Book Review: Old Enough by Haley Jakobson


I don’t have a pithy start to this book review. This book hurt my feelings in a way I find difficult to describe.

The novel follows a young woman, raised in white bread suburban New York, close enough to go to parties and clubs as an underage teen, but far enough away to remain sheltered and away from the Queer and non-white history of the city – and by extension, of America, who is figuring out her sexual identity, and her feelings about her upbringing.

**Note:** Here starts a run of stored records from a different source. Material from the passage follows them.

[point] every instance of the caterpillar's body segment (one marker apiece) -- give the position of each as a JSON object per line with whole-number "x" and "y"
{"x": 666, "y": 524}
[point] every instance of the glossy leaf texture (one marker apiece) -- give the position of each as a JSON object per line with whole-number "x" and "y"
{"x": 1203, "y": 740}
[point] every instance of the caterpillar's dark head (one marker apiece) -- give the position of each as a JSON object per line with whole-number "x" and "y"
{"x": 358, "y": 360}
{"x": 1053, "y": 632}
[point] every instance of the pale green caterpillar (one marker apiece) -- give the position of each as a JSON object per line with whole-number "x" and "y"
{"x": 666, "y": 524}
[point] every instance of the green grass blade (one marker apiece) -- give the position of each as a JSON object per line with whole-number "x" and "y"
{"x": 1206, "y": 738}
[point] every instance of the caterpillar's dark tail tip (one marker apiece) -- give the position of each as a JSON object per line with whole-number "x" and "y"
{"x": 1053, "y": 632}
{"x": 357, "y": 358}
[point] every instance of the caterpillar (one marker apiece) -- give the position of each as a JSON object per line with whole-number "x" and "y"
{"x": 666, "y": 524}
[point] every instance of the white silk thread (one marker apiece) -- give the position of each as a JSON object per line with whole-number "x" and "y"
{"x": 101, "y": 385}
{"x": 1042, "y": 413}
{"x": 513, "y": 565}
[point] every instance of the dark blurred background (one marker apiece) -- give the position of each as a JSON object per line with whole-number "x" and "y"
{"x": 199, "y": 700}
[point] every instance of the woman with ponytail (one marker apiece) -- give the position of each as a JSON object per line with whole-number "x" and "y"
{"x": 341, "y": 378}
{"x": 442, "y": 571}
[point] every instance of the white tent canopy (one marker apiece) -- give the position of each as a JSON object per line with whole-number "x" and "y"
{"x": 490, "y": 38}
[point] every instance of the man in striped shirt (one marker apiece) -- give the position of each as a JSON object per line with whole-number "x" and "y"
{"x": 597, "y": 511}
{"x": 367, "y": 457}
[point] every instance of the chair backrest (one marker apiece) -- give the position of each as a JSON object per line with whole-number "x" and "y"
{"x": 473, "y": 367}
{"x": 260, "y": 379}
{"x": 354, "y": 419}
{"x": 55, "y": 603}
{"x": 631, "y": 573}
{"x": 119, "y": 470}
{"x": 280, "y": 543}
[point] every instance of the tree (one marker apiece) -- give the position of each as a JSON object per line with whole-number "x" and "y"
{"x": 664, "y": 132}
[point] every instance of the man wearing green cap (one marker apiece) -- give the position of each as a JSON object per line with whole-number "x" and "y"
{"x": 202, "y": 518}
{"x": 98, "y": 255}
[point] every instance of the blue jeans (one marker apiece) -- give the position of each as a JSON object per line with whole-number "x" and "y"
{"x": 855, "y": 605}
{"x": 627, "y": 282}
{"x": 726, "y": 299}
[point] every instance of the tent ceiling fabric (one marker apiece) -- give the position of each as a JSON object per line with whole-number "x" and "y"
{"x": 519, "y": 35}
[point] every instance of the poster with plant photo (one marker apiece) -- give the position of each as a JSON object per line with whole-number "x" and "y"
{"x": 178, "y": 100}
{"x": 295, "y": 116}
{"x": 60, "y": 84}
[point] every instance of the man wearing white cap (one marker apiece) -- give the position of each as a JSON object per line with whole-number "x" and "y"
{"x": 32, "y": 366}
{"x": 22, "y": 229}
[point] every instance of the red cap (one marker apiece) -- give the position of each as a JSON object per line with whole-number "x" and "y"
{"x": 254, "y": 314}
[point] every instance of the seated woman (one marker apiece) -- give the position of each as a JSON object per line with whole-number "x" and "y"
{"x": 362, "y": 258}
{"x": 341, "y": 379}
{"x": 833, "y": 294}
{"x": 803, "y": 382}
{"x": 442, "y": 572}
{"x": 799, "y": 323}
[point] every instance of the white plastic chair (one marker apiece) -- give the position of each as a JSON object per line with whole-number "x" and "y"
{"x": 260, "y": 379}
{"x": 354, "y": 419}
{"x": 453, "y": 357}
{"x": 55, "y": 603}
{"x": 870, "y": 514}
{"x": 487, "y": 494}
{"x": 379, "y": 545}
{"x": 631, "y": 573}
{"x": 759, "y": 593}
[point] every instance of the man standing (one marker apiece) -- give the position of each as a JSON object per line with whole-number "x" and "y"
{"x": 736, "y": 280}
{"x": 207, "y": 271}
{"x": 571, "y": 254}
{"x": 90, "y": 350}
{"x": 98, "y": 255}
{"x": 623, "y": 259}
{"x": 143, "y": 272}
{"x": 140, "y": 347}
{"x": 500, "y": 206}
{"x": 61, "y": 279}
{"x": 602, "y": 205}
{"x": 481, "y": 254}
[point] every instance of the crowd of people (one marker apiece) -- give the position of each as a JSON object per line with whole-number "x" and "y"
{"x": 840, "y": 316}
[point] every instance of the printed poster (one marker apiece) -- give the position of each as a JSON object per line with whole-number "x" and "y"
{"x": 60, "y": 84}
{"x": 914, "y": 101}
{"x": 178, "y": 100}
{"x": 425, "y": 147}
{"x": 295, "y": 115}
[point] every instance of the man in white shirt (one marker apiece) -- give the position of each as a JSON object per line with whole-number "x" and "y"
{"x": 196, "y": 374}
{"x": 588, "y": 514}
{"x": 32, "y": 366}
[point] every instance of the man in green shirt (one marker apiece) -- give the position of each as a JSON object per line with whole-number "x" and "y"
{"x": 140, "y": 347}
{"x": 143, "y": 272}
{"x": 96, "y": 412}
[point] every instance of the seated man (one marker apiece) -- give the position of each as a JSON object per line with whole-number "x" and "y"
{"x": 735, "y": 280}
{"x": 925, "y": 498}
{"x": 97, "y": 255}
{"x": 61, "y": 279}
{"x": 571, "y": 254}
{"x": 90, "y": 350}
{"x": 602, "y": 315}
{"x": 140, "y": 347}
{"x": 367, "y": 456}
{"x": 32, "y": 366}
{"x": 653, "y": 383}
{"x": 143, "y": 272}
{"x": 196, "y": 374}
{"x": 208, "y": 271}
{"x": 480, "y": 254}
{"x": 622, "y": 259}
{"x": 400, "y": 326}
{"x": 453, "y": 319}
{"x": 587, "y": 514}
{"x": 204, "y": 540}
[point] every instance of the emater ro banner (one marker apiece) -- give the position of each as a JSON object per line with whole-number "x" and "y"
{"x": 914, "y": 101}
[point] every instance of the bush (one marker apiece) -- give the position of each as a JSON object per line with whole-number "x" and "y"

While exploring this, the protagonist, Savannah, is coping with severe trauma as a result of a sexual assault by her best friend’s older brother when she was 16. This trauma undercuts her friendships, her potential relationships, and cements to Savannah that she doesn’t want to continue to grow into someone from her home town, who is concerned with getting married and having children and being a “perfect housewife.” Her childhood best friend, Izzy, serves as Savannah’s foil in the narrative, about to get married at 19 to her boyfriend who is in the military, and can’t figure out how to have a conversation with a queer or nonbinary person without being offensive.

While I think the novel and the author could have handled some of the issues with Izzy and Savannah differently, it so greatly reflected by own experience of having grown up a closeted queer kid in an extremely white environment (I am white), and the unlearning I had to do when I left that environment and went to college.

I think the thing that the novel did the best was the way in which Savannah had to learn to meld her two “identities” – the Savannah at home vs. the Savannah at college. This is a concept I relate to heavily, and really enjoyed reading about, even if it did make my heart hurt a little (or a lot) for Savannah and little Charlotte.